I think he means the other way.
cat foo
is the same as
cat foo/.../filebody
where "filebody" is some sort of link to (maybe) foo/.../glued.

Understand that you want to allow "normal" files which are not "glued"
anything, but also "glued" files which are composed of sub-files.

| Also, a pseudofile (e.g. dirname/..../structure ?) could be used to
| specify how the files should be glued together. A simple question is,
| for instance, what separators to use between the components, and what
| ordering to use when putting the component objects together. (This
| pseudofile could also determine more complicated ways of composing
| objects.)

If the filesystem does caching, I'd rather have a type of executable
which, read normally, appears as a stream of its own standard output.
You'd get the actual file as something like bar/.../source.

This could be done with pipes and daemons, but it's not as easy to
manage and seems impossible to do as efficiently (with built-in caching,
etc.)

| The component objects themselves could be full objects, so they
| themselves could have sub-components.

Right.

Also, there should be an inverse. For instance, a file-as-directory type
object should have a "contents" object, usually a normal directory, but
which could conceivably be any type of object, including a code-ish
object which implements a filesystem. Accessing foo/ would be the same
as accessing foo/.../contents, only because "..." (or whatever we use
for meta-files) is outside the actual directory namespace,
foo/.../contents/... refers to the metas of object "contents", which are
different than the metas of object "foo".

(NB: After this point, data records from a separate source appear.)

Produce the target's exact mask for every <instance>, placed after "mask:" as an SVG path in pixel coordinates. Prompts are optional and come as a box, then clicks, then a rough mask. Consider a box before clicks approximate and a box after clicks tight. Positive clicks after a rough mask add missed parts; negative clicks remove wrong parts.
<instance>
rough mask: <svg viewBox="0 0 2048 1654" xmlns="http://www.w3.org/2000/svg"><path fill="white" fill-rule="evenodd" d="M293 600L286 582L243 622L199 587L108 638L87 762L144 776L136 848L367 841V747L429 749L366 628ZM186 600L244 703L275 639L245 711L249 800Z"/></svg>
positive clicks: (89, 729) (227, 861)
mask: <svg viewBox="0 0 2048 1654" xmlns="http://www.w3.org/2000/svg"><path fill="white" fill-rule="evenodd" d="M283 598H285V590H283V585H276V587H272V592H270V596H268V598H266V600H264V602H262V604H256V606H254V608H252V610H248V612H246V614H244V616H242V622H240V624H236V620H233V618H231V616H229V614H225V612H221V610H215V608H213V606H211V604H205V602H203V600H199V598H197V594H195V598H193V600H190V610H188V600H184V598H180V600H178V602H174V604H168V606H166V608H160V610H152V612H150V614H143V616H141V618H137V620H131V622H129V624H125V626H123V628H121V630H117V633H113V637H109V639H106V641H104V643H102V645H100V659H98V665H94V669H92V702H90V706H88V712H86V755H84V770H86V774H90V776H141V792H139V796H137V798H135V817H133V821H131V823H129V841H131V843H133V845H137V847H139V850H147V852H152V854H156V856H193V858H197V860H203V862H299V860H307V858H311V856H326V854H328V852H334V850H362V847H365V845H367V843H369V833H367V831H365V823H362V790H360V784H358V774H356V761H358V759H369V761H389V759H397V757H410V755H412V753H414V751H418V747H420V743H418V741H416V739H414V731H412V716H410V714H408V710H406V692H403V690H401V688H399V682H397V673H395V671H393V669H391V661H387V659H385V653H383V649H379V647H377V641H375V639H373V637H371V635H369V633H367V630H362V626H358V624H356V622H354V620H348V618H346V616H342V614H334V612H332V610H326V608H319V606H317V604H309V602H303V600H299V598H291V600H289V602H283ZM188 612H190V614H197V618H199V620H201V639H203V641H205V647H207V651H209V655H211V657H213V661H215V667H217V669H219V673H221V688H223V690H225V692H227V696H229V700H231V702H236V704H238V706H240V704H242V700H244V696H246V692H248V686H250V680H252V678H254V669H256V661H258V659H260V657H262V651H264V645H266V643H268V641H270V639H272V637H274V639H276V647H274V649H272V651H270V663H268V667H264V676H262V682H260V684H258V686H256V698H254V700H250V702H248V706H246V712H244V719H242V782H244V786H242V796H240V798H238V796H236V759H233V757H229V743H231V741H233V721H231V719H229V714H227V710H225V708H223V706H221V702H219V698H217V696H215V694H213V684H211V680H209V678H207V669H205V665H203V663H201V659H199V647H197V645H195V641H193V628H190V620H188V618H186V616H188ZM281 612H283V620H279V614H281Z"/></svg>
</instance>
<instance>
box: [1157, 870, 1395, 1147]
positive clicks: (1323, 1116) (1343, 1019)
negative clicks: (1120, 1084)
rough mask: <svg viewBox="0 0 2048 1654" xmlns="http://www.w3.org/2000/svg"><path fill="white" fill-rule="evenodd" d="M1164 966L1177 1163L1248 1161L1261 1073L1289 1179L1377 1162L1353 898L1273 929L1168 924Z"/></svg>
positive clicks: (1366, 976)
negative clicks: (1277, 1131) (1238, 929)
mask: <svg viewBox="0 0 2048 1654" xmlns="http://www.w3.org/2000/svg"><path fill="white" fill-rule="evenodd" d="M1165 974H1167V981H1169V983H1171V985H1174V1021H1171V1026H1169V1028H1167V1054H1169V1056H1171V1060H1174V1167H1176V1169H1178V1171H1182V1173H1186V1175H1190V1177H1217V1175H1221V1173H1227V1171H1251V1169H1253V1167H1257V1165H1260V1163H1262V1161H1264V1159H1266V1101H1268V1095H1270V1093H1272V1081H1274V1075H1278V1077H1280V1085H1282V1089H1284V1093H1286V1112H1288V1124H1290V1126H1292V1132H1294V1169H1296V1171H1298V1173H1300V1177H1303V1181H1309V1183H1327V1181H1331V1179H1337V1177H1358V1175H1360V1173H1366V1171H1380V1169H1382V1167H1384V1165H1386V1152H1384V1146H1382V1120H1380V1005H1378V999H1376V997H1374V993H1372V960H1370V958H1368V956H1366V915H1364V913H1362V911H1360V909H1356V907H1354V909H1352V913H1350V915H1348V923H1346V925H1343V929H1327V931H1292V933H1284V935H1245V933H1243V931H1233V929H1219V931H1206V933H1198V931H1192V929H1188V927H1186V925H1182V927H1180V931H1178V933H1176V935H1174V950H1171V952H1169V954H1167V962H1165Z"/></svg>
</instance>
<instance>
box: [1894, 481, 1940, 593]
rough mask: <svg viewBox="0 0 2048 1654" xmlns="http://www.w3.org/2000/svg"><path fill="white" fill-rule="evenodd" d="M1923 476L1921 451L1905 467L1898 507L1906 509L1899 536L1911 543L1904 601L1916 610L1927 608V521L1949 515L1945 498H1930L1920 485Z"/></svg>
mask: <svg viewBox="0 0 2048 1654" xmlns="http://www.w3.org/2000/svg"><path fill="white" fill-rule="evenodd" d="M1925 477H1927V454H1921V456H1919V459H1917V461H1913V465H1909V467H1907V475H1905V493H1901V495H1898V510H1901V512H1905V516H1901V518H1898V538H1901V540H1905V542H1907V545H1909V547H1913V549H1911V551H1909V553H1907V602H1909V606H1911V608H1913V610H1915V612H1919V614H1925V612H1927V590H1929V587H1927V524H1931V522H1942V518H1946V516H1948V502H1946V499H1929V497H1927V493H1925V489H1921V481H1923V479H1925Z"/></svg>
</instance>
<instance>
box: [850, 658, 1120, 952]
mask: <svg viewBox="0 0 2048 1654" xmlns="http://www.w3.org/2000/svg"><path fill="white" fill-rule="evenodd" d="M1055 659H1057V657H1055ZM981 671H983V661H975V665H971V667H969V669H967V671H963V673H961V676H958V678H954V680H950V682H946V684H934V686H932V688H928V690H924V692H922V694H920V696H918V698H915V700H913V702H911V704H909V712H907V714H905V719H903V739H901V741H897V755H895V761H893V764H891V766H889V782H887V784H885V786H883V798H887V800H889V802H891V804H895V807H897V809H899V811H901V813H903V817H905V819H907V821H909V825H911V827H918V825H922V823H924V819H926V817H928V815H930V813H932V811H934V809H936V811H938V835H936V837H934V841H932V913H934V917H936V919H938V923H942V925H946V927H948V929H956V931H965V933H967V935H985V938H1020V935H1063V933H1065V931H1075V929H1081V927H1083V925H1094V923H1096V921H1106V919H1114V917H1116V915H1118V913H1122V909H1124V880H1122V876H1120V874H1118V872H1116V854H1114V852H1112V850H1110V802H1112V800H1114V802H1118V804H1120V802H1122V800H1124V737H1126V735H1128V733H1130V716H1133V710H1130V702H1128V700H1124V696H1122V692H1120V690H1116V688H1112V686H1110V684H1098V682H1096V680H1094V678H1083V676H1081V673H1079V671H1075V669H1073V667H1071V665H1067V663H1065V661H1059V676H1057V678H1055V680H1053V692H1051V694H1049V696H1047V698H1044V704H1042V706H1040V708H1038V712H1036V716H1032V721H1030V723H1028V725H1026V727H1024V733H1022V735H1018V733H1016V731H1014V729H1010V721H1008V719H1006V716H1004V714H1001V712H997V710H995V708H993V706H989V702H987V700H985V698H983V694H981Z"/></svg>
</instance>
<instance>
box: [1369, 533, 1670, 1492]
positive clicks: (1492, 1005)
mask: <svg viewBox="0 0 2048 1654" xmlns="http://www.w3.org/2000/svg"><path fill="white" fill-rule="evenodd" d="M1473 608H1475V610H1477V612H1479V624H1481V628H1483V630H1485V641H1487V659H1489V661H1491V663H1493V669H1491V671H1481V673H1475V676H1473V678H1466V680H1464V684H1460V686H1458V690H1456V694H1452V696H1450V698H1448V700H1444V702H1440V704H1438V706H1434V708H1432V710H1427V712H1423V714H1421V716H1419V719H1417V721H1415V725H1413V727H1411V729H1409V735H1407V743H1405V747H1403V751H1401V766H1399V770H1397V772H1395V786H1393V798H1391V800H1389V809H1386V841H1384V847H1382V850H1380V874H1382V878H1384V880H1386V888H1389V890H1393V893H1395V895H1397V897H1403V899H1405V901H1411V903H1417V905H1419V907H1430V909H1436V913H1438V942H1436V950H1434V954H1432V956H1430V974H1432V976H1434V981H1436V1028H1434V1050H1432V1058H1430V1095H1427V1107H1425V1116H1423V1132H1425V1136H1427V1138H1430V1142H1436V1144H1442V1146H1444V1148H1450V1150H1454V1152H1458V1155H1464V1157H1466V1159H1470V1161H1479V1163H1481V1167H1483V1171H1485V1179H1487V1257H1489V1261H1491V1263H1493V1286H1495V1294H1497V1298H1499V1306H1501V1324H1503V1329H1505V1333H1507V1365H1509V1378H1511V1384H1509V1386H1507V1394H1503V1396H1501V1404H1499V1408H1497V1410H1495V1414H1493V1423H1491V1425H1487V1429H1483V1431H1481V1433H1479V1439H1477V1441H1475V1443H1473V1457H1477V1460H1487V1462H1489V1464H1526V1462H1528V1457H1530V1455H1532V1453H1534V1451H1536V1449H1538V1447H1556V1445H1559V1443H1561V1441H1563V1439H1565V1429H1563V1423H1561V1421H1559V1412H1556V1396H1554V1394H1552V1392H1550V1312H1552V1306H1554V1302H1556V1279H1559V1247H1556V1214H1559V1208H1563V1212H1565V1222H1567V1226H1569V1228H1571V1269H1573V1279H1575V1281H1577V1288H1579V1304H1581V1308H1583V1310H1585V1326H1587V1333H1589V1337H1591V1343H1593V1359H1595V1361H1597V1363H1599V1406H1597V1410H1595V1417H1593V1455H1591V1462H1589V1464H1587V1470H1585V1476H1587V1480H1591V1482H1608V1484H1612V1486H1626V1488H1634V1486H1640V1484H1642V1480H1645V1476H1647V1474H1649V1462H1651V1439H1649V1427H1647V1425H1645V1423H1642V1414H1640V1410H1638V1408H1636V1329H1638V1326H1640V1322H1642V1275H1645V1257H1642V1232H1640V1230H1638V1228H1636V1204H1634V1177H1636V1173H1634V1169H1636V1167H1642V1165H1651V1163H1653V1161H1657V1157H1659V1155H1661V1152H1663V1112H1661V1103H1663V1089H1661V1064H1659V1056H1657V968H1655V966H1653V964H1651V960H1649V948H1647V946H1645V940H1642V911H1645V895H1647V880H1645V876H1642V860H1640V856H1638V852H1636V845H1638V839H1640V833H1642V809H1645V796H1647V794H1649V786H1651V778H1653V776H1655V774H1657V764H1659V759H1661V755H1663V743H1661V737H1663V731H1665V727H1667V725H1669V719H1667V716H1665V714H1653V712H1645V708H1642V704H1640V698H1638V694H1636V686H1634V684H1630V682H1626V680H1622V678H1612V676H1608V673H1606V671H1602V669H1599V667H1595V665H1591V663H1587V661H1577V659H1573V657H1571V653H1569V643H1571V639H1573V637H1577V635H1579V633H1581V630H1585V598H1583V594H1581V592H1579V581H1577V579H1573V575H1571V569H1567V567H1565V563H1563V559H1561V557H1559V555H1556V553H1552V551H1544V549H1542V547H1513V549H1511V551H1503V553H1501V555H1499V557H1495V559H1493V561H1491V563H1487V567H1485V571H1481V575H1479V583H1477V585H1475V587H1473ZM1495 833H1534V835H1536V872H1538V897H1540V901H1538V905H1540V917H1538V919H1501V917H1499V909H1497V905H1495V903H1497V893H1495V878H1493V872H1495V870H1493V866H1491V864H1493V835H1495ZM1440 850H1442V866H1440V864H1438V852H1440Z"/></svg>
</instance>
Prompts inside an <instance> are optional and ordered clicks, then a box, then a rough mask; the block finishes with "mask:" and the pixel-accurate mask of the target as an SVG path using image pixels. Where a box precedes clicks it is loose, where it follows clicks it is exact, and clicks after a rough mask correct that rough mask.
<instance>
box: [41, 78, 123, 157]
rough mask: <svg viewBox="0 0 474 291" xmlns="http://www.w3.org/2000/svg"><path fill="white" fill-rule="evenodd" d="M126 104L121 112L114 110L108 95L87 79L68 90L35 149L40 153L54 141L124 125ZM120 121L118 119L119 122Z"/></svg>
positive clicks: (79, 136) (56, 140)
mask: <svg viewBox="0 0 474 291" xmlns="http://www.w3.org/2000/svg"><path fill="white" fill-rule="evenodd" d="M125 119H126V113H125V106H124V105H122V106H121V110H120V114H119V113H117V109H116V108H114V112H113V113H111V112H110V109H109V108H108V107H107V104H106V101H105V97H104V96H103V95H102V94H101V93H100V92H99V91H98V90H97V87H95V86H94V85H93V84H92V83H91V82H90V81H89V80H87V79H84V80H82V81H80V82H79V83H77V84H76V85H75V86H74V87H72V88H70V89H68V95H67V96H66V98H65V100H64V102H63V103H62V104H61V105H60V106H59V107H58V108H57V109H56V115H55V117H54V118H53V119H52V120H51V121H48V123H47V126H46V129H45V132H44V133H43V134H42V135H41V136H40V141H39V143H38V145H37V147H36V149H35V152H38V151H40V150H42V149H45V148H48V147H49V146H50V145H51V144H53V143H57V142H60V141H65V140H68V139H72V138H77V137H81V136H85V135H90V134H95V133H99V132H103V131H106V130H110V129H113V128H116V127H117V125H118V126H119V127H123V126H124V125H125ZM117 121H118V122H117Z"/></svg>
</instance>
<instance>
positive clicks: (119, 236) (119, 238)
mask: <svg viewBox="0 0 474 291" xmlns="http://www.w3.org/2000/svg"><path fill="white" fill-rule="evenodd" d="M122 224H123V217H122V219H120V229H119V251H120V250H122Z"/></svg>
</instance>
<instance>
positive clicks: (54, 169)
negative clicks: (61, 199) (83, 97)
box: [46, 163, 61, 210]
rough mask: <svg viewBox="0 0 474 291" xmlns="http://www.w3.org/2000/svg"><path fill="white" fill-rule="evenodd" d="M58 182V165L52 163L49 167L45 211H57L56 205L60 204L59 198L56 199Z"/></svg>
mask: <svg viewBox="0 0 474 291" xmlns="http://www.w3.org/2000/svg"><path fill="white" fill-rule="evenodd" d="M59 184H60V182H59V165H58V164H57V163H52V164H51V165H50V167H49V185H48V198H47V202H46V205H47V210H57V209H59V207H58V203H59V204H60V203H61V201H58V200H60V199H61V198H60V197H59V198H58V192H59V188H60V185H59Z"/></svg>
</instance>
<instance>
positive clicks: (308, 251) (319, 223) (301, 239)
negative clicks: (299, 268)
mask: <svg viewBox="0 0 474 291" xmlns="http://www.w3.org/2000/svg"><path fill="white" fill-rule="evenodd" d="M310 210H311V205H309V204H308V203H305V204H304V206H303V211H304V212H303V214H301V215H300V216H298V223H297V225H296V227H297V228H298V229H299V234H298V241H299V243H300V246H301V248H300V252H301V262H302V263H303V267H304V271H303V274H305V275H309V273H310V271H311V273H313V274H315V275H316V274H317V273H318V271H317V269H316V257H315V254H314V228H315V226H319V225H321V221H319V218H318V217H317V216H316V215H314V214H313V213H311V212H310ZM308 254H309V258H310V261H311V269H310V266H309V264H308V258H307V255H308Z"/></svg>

These two steps essentially create userspace "plugins", and do away with
having to mount other kernel layers such as lufs (or whatever its
current implementation is). It does have one important implication, though:

It's important that "metas" or "..." or whatever we've decided on should
_not_ be mutable by a "userspace" plugin that I have described, nor
should any meta-files created by kernel plugins. There would be other
security implications, of course -- user should still not be able to
create files that are owned by other users and setuid. I'm not sure
where such checks should go, but we want mortal users to be able to add
whatever plugins they want, while super-users can feel safe using the
metas interface to manipulate user files.

I think the issues with directory-as-a-file were the same problems you
get when you allow hardlinked directories -- that you'd eventually have
to ditch reference counting for a garbage collector, which is hellishly
impractical. I don't have a solution to that, other than dropping
hardlinks entirely.

Hmm. Why do we need hardlinks? I forget.